Pimelea neoanglica, commonly known as poison pimelea or scanty riceflower, is a species of flowering plant in the family Thymelaeaceae and is endemic to inland areas of eastern Australia. It is an erect, dioecious shrub with narrowly elliptic leaves and heads of greenish-yellow flowers.

==Description==
Pimelea neoanglica is an erect, dioecious shrub that typically grows to a height of up to 3 m and has slender, glabrous stems. Its leaves are arranged in opposite pairs, narrowly elliptic, mostly 4–45 mm long and 1.0–5.5 mm wide on a short petiole. The flowers are arranged on the ends of branches in compact clusters of 3 to 24, usually with 2 narrowly egg-shaped or narrowly elliptic, green involucral bracts 3–23 mm long at the base. The flowers are greenish-yellow, the male flowers about 5 mm long and the female flowers about 3 mm long.
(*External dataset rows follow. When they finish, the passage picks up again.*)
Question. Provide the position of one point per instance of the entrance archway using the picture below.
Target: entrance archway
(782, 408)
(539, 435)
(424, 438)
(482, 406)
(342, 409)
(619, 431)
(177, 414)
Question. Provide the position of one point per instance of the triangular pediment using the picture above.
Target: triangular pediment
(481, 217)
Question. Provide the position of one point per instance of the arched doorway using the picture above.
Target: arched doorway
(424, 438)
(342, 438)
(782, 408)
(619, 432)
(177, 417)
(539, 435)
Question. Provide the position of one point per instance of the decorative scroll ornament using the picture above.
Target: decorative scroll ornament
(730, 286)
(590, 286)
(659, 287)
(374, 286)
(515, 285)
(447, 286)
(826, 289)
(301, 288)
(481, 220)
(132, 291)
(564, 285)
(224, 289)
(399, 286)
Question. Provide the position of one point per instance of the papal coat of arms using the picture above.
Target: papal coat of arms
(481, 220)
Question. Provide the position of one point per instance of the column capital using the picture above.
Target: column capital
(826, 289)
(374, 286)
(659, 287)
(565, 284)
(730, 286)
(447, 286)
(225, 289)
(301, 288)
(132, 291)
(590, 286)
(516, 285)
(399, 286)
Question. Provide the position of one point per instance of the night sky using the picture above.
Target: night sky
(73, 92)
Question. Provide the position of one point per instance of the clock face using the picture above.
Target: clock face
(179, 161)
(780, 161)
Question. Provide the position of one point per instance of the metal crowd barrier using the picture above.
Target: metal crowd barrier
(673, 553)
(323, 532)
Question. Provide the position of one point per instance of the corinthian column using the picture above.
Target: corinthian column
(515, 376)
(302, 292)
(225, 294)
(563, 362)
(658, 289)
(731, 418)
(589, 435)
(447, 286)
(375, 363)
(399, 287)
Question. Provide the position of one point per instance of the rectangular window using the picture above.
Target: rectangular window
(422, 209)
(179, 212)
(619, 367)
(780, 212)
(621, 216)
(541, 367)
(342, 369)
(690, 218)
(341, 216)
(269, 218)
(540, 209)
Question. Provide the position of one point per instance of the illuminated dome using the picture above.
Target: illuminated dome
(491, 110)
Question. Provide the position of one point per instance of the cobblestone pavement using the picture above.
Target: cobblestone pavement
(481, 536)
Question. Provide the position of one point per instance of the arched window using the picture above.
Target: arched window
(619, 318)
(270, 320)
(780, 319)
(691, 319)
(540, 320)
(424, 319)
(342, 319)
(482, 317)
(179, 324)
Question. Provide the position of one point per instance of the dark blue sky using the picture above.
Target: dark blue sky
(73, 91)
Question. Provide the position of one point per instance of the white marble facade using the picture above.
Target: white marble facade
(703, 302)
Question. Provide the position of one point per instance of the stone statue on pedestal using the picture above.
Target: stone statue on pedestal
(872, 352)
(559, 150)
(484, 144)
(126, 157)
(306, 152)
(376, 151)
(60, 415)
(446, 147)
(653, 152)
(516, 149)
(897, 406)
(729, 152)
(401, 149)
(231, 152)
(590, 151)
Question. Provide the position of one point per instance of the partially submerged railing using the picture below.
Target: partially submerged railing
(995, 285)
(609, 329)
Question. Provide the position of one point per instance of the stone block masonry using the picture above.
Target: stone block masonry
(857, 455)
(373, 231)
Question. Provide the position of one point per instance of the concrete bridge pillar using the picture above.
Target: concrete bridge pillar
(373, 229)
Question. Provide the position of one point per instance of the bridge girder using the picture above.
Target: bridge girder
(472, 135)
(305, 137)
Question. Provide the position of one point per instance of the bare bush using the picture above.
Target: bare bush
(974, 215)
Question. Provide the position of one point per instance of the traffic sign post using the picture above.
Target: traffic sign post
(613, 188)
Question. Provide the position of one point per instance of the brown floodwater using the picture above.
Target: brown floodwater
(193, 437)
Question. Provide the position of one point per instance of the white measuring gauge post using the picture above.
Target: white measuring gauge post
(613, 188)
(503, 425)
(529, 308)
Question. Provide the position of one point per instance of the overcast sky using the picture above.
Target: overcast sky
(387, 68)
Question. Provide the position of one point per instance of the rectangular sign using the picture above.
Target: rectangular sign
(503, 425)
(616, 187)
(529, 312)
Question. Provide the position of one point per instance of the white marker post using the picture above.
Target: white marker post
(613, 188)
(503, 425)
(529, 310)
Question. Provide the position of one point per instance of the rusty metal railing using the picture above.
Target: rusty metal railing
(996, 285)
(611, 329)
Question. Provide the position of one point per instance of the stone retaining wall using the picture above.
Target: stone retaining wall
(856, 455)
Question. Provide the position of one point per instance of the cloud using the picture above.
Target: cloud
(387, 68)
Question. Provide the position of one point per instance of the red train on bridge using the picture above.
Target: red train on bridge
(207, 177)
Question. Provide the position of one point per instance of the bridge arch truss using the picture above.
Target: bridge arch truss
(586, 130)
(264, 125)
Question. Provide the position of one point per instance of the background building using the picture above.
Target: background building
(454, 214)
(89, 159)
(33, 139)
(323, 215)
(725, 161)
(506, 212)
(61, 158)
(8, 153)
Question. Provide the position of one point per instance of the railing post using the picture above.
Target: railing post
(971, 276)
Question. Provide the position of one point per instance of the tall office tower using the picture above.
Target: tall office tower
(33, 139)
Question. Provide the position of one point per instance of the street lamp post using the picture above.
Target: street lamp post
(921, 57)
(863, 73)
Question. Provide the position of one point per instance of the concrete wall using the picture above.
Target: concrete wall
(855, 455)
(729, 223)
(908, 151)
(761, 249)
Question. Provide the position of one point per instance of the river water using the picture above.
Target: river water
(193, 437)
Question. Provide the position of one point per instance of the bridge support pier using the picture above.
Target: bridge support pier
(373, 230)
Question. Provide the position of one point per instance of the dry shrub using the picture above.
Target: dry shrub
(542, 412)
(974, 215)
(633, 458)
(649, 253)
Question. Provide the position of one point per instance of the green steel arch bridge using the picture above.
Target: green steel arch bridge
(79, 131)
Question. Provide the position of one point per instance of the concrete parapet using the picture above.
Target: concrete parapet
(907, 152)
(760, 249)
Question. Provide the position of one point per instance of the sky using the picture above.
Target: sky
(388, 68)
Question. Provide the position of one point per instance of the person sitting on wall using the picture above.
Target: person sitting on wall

Flowering occurs in most months, but with a peak in September and October.

==Taxonomy==
Pimelea neoanglica was first formally described in 1983 by S. Threlfall in the journal Brunonia from specimens collected near Warialda by Edwin Cheel in 1929.

==Distribution and habitat==
Poison pimelea mostly grows in clay soils on the Great Dividing Range and nearby ranges of eastern Australia from Carnarvon Station Reserve in Queensland to Gloucester in New South Wales.